Zooals reeds door de Commissie-Rutgers was geadviseerd, stelt de Minister voor, de oude „m.u.l.o."-school te herstellen. Hij schrijft: „De omstandigheid, dat in 1920 aan het type van de u.l.o.-kopschool de voorkeur is gegeven, mag geen reden zijn daarvan niet terug te komen, nu meer en meer blijkt, dat men van vele zijden ook op het andere type prijs blijft stellen".
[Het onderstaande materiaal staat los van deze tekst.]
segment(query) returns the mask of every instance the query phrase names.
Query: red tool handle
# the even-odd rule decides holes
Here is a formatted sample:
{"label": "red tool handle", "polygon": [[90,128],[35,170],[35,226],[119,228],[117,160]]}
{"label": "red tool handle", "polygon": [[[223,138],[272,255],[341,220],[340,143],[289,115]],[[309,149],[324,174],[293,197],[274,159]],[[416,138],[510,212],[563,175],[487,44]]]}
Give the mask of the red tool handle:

Inzake de opleiding krijgen we ook niets nieuws. De bestaande toestand wil de Minister in de wet vastleggen. Alleen zal het oprichten van nieuwe kweekscholen voortaan worden onderworpen aain de goedkeuring van de Kroon. Dat is een nieuw element. En de vraag is stellig gewettigd, of dit nieuwe goed is. Is dat bestaanbaar met de vrijheid van onderwijs? Zijn de moeilijkheden voor een Kweekschool, die zich een naam en een plaats moet veroveren, niet groot genoeg? Een Bestuur zal zich wel tienmaal bedenken, voor het met de exploitatie van een Kweekschool begint, die nog niet zeker van de subsidie is en het diplomeeringsrecht nog moet verdienen. We hebben in ons land geen al te beste ervaringen met die autorisatie van overheidswege. Zoo'n vaart zal het met de oprichting van nieuwe kweekscholen niet loepen. Mij dunkt, die bepaling moest er maar uit!

G. MEIMA.

Deze tekst is geautomatiseerd gemaakt en kan nog fouten bevatten. Digibron werkt voortdurend aan correctie. Klik voor het origineel door naar de pdf. Voor opmerkingen, vragen, informatie: contact.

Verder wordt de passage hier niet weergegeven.